University faculty in Belgrade, Serbia

The University of Belgrade Faculty of Economics (Економски факултет Универзитета у Београду/Ekonomski fakultet Univerziteta u Beogradu) is one of the educational institutions of the University of Belgrade, Serbia. The building is located in the city center of Belgrade, in the Savski Venac municipality. The Belgrade's School of Economics is Serbia's leading educational institution in business and economics.

==History==
Initially established on 31 March 1937 as Economics-Commercial High School, the Faculty of Economics was the first center of higher education dedicated to the study of economics in the Kingdom of Yugoslavia. On 7 February 1947, The Faculty of Economics was included in the composition of the University of Belgrade.

Its curriculum includes courses in economic analysis and policy; marketing; accounting, auditing and financial management; trade and commerce; finance, banking and insurance; tourism and hotel industry; statistics and informatics; management and international economics and foreign trade.

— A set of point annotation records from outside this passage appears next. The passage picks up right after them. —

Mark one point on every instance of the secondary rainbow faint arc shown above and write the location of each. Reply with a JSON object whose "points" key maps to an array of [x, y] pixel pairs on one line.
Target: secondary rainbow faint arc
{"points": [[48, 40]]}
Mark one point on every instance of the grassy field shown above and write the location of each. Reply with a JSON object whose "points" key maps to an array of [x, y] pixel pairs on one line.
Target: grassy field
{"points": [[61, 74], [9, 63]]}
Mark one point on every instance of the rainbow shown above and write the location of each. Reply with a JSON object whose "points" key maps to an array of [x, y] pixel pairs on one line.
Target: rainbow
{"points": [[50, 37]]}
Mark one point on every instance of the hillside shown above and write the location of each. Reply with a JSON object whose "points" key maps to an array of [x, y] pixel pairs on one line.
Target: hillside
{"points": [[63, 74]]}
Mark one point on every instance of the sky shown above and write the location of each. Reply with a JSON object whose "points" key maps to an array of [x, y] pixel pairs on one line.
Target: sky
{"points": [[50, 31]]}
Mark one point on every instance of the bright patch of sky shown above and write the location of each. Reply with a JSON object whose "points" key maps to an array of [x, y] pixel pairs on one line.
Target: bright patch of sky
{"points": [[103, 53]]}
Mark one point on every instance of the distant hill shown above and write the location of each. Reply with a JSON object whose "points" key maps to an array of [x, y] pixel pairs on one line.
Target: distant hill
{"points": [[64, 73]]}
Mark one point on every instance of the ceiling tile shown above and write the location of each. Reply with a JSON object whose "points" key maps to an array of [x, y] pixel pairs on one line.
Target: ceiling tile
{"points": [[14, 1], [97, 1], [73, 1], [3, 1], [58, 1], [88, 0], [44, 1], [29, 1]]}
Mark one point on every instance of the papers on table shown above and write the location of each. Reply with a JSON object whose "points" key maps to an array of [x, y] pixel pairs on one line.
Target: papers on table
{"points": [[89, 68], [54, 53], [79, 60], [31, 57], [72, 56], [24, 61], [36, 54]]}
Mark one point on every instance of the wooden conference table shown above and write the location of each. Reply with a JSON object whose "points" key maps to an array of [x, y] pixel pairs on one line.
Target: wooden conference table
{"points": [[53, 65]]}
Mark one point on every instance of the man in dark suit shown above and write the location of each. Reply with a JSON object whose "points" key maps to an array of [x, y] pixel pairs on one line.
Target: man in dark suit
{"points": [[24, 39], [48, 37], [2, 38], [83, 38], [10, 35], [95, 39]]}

In its 80-year old history, around 50,000 students have graduated from the Faculty. As of 2016, the Faculty has a total of 9,206 enrolled students.

Starting with the 2017–18 winter semester, the faculty offers an international bachelor studies for 30 students in cooperation with the London School of Economics and University of London. After successful completion, students gain parallel degrees from these institutions.

==Organization and resources==
The Faculty has a total of six departments:
- Department for Economic Theory and Analysis
- Department for Economic Policy and Development
- Department for International Economic Relations
- Department for Business Economics and Management
- Department for Accounting and Business Finance
- Department for Statistics and Mathematics

The Faculty includes a library with over 120,000 titles. The Faculty's Publication Center has grown into one of the leading Serbian publishers for economic literature. Its research center has implemented over 800 projects in the field of restructuring, assets valuation, privatization, investment, etc., as well as over one hundred macroeconomic projects for governments and multilateral institutions.

==Notable alumni and teaching staff==
Some of the school's renowned students and professors include: Rushka Bergman, Sonja Biserko, Mirko Cvetković, Bojan Dimitrijević, Mlađan Dinkić, Diana Dragutinović, Mitja Gaspari, Radovan Jelašić, Srgjan Kerim, Nikola Kljusev, Dragan Maršićanin, Gordana Matković, Branko Milanovic, Slobodan Milosavljević, Miroslav Mišković, Abdul Rahman Munif, Milorad Nedeljković, Ivo Perišin, Aleksandar Pravdić, Toplica Spasojević, Srđan Srećković, Kori Udovički, Ashagre Yigletu, Zaim Topčić and Philip Zepter.